Depuis la première démonstration en 2015 de la vulnérabilité des voitures connectées, plusieurs failles ont été mises en évidence pouvant faire l’objet d’attaques variées : via les interfaces média, sur les systèmes back-end via le web ou agissant directement pour influencer ou détourner les capteurs du véhicule ou la communication entre véhicules (Car2X). Le danger potentiel devient particulièrement élevé : ce type d’attaque peut déclencher ou empêcher un freinage d'urgence.

Face à des systèmes de plus en plus complexes, dans lesquels la protection de l’usager est en jeu, la sécurité doit être un des éléments clés dans les voitures connectées. Lors de la conférence DIVMA sur la sécurité, qui s’est tenue à Bonn, en Allemagne en 2017, les chercheurs ont notamment pointé un problème de sécurité sur les protocoles CAN (Controlled Area Network). La question du cycle de vie des produits a aussi été soulevée : comment les fournisseurs et les fabricants peuvent fournir des mises à jour de sécurité à des véhicules roulant depuis plus de 20 ans et ayant eu plusieurs propriétaires ?
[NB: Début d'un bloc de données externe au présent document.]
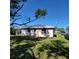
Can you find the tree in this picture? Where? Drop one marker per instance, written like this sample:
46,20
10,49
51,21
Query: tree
12,31
16,6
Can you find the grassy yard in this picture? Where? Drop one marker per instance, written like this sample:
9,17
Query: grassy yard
25,47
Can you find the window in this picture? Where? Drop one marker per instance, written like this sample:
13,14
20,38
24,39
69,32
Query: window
43,31
18,31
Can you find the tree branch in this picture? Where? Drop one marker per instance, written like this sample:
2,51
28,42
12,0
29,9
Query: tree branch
19,9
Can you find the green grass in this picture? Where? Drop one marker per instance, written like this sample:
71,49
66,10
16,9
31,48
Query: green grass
42,48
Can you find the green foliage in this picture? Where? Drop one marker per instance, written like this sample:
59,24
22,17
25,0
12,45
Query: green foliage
12,31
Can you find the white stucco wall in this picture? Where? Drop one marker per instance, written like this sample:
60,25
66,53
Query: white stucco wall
38,32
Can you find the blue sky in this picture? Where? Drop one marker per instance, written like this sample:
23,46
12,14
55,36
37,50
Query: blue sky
57,12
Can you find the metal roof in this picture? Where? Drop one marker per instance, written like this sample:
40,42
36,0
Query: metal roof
36,26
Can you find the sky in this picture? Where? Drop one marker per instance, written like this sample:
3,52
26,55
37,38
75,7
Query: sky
57,12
Protection de bout en bout

Quelle que soit la réponse, une voiture connectée ne sera sécurisée que si elle est construite avec une sécurité intégrée dès le premier jour, et ce tout au long de son cycle de vie : de la conception à la production, en passant par l'exploitation et le démantèlement. Si les constructeurs automobiles intègrent de plus en plus cette culture de la sécurité, la chaîne d'approvisionnement est complexe et fragmentée. Un seul bout de la chaîne n’est pas l’unique responsable de la sécurisation. La voiture connectée et sa sécurité sont également du ressort des équipementiers et des fournisseurs de composants et de logiciels électroniques. Les 3 couches de la voiture connectée doivent être protégées, afin d’atténuer le risque qu’un composant ou un service soit compromis : celle du véhicule, du back-end et du cloud, ainsi que la couche réseau.

En ce qui concerne la couche réseau, les défis sont complexes puisqu’il existe de multiples systèmes de communication avec les partenaires externes pour fournir différents services : mises à jour en direct, streaming, communication avec d'autres véhicules et l'infrastructure, caractéristiques de navigation, etc. Les architectures traditionnelles sont intrinsèquement dépourvues de chiffrement afin d'assurer la légèreté et une transmission sans faille des données et de la connectivité, mais ce n'est plus suffisant pour protéger le véhicule. L’authentification à base de certificats et le chiffrement sont maintenant essentiels pour valider l'identité de l'appareil et pour l'envoi des données à d'autres tiers.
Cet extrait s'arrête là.